49. We also do not think that Shri A. Mohamed Mustaque is justified in contending that neither a writ of certiorari or mandamus would lie. No doubt, he would contend that judicial review of administrative action is not to be confused with appellate jurisdiction and it is concerned with finding out whether the impugned action is afflicted with illegality, irrationality or procedural impropriety. (See the decision in 1984 (3) All Eng. Reports Page 935). But, if the action is illegal, undoubtedly, interference may be justified. Also, a reference to the decisions leave us in no doubt that the Apex Court has evolved a principle of law that a person who has applied for a post, has a right to be considered for appointment on the strength of the conditions prescribed when he applied. The right which the candidate has, cannot be taken away by virtue of an amendment which purports to introduce qualifications, changes in qualifications or disqualifications without doing so with retrospective effect. It is clear that the amendment to the Rule prescribing the qualifications as to age came into force only in the year 2008. The words “at once” unambiguously convey the legislative intention of prospective operation. There is no retrospectivity intended or expressed.

50. No doubt, there is no right to be appointed, that is to say, it is always open to the appointing authority to justify a decision not to proceed with the selection process. But, that is not the position here. In this case, the process which was commenced by the issuance of the Notification pursuant to which the petitioners applied and successfully underwent the written examination, is not being terminated without appointments being made. On the contrary, the official respondents have very much drawn upon the very same Notification and candidates who have applied pursuant thereto, to complete the selection process on the strength of the amendment to the Rules by excluding the petitioners solely for non-fulfillment of the command of the amended provisions. This we consider, is plainly impermissible.

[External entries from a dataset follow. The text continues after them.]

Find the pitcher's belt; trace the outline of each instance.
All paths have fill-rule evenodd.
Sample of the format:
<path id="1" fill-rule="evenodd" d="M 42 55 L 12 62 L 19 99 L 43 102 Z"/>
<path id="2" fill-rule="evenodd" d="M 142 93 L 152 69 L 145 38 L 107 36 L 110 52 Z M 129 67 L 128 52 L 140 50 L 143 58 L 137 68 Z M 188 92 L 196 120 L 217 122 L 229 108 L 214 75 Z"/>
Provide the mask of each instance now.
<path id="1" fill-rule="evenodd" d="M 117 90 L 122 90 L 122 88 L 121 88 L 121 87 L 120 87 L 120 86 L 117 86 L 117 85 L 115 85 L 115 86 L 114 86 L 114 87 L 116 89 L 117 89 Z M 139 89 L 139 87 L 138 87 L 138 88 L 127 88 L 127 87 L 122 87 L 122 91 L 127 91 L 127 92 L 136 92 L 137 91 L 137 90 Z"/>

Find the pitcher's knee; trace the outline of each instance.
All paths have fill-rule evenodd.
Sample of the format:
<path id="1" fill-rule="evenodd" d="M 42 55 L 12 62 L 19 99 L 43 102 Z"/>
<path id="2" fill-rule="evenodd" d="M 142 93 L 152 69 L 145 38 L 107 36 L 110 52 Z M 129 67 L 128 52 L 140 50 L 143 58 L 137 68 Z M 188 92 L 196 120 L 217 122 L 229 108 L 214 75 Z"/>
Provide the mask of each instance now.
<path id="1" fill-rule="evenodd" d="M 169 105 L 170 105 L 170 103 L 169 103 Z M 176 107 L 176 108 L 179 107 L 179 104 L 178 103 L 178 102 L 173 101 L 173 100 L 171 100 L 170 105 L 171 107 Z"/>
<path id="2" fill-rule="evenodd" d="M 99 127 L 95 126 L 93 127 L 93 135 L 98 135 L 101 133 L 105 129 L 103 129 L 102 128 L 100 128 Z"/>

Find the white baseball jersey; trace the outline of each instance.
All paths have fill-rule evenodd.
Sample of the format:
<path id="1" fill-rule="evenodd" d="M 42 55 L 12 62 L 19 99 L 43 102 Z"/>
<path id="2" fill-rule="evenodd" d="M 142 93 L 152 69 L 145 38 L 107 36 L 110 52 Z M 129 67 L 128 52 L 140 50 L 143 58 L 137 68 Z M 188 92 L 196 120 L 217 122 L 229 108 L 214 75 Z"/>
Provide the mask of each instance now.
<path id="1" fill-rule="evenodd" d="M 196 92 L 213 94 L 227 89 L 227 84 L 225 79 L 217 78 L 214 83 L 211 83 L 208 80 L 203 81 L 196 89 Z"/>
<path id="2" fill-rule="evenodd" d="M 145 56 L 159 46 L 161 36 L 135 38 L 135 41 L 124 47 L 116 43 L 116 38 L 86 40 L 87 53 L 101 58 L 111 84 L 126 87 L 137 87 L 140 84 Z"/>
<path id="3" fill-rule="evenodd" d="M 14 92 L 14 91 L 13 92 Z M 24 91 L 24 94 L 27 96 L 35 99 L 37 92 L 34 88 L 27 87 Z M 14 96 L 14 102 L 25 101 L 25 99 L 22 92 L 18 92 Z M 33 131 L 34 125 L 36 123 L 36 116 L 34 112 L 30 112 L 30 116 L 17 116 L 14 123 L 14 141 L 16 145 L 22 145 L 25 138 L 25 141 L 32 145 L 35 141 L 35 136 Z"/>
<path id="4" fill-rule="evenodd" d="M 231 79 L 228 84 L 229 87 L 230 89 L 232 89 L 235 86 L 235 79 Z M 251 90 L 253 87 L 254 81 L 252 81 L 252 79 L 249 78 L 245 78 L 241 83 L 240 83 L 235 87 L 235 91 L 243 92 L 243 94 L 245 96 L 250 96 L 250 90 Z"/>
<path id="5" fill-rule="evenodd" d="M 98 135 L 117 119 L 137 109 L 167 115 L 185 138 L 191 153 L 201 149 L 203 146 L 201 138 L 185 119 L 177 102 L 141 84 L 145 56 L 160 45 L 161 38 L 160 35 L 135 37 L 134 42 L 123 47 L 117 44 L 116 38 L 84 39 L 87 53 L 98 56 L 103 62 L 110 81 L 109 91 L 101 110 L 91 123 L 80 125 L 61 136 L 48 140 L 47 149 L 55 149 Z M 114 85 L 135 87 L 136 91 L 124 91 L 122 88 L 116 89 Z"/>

51. The upshot of the discussion is as follows:

We hold that the amendment to the Rules is prospective and will not affect the right of the petitioners to be considered in accordance with law, for the post of District Judge in respect of the six vacancies notified in the Notification. The decision to exclude the petitioners on the basis of the amendment is illegal. The petitioners have a right to be considered on the basis of their performance in the written test and interview.

52. There will be a declaration that the amendment to the Rule in question is prospective and does not affect the selection process initiated under the Notification issued in 2007 and the exclusion of the petitioners as per the said amendment is illegal. Consequently, we issue a writ of mandamus directing the High Court of Kerala and the State of Kerala to consider the claim of the petitioners also in accordance with law, for appointment as District Judge as against the six vacancies for which the Notification was issued. The appointments which have already been made being subject to the final decision in these Writ Petitions, will depend upon the decision to be taken in regard to the petitioners pursuant to this Judgment. The select list will be recast on the basis of the decision. A decision as aforesaid shall be taken within one month from the date of receipt of a copy of this Judgment.

The Writ Petitions are allowed as above.